Yes, it's less tax efficient, but it does increase your options a bit further down the line...
So you could specify a retirement date and work out how much you need to save to maintain your current expenditure minus the things that wont be needed in retirement. If the plan shows you will have too much money at retirement you either make your retirement date earlier or save less and spend more pre-retirement. Otherwise, otherwise.
One way of spending excess money without forcing yourself to live more expensively day to day is to take a good lomg holiday - world cruise, trip to Antarctica etc etc or any other experience you will remember for the rest of your life.
I do not think the large majority would consider earning £115K ( four times the average wage) very horrible.....
If we carry on saving as is going to smash the lifetime allowance
This is probably the main issue. The LTA will effectively take back any 40% tax relief gained over the LTA limit.
If you were actually a 40% taxpayer in retirement, it would take back even more than you put in.
I agree that it may be a good idea to invest some monies in S&S ISAs as well as your pension.
If I was in your financial position at your age, I would be making the most of it while still saving some, and making memories while the kids are still kids.
You don't say what age you would like to retire but if you continue adding to your DC pension you could easily be hitting LTA in a few years, and could be multi millions if you carry on for a couple of decades, even though the tax relief is very good now the LTA negates this.

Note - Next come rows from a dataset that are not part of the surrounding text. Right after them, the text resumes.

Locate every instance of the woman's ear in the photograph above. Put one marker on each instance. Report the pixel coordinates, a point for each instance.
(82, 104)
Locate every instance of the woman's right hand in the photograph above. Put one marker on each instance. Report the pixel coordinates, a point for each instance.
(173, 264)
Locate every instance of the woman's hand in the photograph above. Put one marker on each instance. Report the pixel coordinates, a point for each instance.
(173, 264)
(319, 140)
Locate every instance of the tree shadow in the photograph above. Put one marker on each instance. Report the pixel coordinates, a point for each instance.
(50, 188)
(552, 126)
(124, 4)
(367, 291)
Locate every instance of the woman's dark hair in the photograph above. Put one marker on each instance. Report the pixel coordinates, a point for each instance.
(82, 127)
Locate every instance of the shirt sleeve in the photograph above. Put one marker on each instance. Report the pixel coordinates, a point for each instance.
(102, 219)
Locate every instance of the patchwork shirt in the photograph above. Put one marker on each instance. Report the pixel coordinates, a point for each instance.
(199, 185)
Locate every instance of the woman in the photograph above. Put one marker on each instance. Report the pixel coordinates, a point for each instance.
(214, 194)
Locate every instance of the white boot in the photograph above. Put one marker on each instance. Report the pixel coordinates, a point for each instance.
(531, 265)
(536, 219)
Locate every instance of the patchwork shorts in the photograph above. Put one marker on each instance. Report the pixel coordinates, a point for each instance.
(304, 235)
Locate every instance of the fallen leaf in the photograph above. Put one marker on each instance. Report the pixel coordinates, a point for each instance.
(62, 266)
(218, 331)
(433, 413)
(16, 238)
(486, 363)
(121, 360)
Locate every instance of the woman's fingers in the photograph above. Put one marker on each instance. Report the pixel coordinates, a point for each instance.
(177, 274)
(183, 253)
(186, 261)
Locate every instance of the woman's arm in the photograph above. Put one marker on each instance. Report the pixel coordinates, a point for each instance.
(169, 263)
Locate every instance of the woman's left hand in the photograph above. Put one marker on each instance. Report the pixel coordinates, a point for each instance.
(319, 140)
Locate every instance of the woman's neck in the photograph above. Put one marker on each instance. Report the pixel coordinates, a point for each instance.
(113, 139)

Personally I would not contribute any more to the DC (unless retiring in the next few years) and add some to the ISA's and partners SIPP and enjoy life, carry on as you are and you will almost certainly be a multi millionaire retiree with the best years of your life behind you, even then you will probably be a multi millionaire.
Spend the rest.
Hope things change with LTA in next 12 years. You are already on course to bust the LTA with reasonable growth even if you put no more in, but I would still carry on doing that rather than paying 60% tax to put money into ISAs.
IMO The LTA will either be increased at some point, or it will be reduced and gradually phased out or replaced with some other approach - either way my thinking is to mainly ignore it for time horizons beyond 5 years or so as I don't have a better option (my income is in the same ballpark as yours).
Just my personal opinion of course.
Estimate your annual spending needs in retirement. You’ll fund that from several sources, but ignore the secure, inflation protected ones like SP, and focus on your investments (and thus also focus only on your spending needs beyond what the SP will provide).